To graph: The curve $y=x^2-4x$ , the tangent and normal line to the curve at $x=1$ in the same square viewing window.

Explanation of Solution

Given information:

The curve is $y=x^2-4x$ and the point is $x=1$.

Graph:

As calculated in part (b), the equation of the tangent line to the curve $y=x^2-4x$ at $x=1$ is equal to $y=-\left(2x+1\right)$.

As calculated in part (c), the equation of normal line to the curve $y=x^2-4x$ at $x=1$ is equal to $y=\frac{1}{2}\left(x-7\right)$.

To graph the curve, tangent and normal to the curve, follow the steps using graphing calculator.

First press “ON” button on graphical calculator, press $\boxed{\text{Y}=}$ key and enter right hand side of the equation $y=x^2-4x$ after the symbol ${\text{Y}}_1$ . Enter the keystrokes $\boxed{\text{X}}\boxed{^}\boxed{2}\boxed{-}\boxed{4}\boxed{\text{X}}$ . Now, press the $\boxed{\text{ENTER}}$ button and enter right hand side of the equation $y=-\left(2x+1\right)$ after the symbol ${\text{Y}}_2$ . Enter the keystrokes $\boxed{(-)}\boxed{(}\boxed{2}\boxed{\text{X}}\boxed{+}\boxed{1}\boxed{)}$ . Now, press the $\boxed{\text{ENTER}}$ button and enter right hand side of the equation $y=\frac{1}{2}\left(x-7\right)$ after the symbol ${\text{Y}}_3$ . Enter the keystrokes $\boxed{(}\boxed{1}\boxed{÷}\boxed{2}\boxed{)}\boxed{(}\boxed{\text{X}}\boxed{-}\boxed{7}\boxed{)}$.

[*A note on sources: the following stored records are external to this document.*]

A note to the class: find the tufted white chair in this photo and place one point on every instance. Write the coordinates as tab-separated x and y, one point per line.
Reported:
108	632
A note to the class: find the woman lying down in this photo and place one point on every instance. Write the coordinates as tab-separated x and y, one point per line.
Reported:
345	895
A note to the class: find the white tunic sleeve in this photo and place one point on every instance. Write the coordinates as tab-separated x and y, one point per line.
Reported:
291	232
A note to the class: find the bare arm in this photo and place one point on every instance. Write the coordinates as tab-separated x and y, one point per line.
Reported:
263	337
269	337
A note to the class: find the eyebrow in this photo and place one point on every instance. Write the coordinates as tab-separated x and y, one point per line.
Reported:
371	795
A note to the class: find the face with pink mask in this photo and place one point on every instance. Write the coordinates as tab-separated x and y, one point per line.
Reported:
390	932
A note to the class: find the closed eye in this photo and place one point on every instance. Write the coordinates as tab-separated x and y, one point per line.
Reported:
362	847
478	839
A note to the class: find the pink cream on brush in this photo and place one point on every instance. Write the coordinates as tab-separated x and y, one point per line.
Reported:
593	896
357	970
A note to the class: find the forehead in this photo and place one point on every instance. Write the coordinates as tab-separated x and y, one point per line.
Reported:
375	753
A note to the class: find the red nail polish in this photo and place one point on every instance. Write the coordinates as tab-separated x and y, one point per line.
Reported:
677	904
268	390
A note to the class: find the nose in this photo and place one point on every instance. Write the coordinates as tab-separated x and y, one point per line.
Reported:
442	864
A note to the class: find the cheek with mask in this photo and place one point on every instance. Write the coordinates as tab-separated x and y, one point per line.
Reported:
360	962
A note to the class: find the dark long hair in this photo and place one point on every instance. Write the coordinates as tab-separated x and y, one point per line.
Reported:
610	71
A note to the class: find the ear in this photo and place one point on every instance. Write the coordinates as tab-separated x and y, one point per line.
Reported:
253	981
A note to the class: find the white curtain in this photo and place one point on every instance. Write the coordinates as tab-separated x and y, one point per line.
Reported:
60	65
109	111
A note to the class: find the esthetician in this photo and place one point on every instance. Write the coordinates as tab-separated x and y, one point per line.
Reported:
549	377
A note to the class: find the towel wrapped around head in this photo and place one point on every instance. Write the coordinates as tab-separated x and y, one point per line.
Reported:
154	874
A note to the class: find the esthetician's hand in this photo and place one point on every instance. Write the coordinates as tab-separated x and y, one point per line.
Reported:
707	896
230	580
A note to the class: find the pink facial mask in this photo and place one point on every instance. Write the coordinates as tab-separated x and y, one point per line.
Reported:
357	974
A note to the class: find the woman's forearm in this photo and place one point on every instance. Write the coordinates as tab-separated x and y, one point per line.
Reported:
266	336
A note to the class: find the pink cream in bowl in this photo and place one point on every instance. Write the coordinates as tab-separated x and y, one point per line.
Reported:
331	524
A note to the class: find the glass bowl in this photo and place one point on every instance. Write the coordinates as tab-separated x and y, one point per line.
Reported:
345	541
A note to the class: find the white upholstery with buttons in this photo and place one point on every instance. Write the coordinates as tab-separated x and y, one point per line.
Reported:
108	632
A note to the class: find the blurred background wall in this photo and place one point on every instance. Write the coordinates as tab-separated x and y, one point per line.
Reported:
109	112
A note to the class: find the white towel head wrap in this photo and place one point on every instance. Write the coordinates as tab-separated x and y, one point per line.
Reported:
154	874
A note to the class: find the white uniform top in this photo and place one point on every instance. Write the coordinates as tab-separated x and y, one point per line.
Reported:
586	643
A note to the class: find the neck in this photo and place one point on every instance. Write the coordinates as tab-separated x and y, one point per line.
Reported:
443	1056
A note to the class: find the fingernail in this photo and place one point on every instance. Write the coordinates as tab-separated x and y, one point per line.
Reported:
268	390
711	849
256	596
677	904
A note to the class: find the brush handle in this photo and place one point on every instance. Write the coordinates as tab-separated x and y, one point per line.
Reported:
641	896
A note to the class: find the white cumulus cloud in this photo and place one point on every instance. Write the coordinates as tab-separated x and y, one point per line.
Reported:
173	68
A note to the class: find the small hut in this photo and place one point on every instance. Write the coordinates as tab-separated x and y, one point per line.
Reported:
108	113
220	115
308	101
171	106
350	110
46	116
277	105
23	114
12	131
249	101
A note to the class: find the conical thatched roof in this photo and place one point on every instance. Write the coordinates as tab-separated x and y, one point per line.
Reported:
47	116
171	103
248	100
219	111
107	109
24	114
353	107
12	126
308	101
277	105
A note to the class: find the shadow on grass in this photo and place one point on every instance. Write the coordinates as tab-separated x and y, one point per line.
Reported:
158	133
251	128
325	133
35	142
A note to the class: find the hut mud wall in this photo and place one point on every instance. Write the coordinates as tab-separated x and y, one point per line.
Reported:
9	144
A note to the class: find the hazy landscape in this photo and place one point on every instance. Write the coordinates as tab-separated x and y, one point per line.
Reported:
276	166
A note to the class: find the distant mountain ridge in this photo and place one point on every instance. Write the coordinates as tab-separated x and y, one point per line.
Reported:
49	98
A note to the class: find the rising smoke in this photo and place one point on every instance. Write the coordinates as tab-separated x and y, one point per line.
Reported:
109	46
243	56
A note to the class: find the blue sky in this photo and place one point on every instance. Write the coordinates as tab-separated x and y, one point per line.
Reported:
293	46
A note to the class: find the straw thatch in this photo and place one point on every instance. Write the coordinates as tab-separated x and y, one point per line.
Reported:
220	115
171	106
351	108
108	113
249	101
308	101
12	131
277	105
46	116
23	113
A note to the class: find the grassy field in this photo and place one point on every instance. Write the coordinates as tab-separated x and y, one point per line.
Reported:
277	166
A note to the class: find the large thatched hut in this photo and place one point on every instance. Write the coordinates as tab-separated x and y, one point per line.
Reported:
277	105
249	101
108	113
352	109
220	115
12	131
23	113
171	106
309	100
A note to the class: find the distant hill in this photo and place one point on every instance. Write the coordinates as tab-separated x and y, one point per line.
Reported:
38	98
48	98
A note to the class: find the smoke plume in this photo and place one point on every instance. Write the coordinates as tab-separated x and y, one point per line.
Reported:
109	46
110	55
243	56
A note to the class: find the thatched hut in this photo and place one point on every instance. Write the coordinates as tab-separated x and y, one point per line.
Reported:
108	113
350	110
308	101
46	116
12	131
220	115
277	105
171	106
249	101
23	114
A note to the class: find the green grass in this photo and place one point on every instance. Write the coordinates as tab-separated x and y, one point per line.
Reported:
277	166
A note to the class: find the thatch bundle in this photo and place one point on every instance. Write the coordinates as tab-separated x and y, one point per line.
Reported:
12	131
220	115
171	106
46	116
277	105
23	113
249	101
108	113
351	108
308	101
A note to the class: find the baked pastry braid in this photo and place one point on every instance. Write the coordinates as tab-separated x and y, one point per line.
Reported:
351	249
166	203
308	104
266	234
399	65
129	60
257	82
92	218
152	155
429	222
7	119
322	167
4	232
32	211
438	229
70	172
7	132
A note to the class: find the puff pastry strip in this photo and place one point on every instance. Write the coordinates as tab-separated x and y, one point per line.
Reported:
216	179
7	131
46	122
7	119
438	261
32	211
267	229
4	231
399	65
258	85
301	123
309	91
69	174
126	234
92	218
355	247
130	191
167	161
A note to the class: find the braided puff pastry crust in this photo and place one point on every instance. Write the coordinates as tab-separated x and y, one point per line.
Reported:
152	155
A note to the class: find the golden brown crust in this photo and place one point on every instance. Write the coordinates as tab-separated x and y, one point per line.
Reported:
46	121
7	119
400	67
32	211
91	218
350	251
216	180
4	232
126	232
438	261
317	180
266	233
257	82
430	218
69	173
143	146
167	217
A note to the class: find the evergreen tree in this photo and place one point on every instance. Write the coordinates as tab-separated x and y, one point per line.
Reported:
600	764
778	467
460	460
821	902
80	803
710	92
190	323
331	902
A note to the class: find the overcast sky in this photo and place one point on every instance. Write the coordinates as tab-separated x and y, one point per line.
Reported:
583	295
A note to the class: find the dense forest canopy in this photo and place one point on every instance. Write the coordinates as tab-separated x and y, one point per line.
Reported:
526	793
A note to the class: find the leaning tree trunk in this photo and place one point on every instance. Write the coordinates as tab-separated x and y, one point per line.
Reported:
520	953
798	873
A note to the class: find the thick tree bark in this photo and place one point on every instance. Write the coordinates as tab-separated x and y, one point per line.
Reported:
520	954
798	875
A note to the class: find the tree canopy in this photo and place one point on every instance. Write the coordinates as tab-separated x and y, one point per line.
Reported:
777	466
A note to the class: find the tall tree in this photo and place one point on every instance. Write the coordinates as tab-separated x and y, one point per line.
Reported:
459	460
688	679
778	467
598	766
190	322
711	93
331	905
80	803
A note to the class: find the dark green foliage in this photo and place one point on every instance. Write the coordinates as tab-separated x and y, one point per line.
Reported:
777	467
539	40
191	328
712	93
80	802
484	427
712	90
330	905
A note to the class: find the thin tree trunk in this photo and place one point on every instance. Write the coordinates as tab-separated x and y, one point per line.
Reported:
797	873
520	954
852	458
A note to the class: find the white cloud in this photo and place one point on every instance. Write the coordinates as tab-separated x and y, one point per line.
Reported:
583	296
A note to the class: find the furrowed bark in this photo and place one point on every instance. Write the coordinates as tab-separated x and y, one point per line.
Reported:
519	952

The display will show the equations,

  $\begin{array}{l}{\text{Y}}_{\text{1}}=\text{X}^2-4\text{X}\\ {\text{Y}}_2=-\left(\text{2X}+1\right)\\ {\text{Y}}_3=\left(1/2\right)\left(\text{X}-7\right)\end{array}$

Now, press the $\boxed{\text{GRAPH}}$ key and $\boxed{\text{TRACE}}$ key to produce the graph of given function in standard window as shown below.

  

Figure (1)

Interpretation: From the graph it can be seen that the curve, the tangent and the normal line intersect at the point $\left(1,-3\right)$.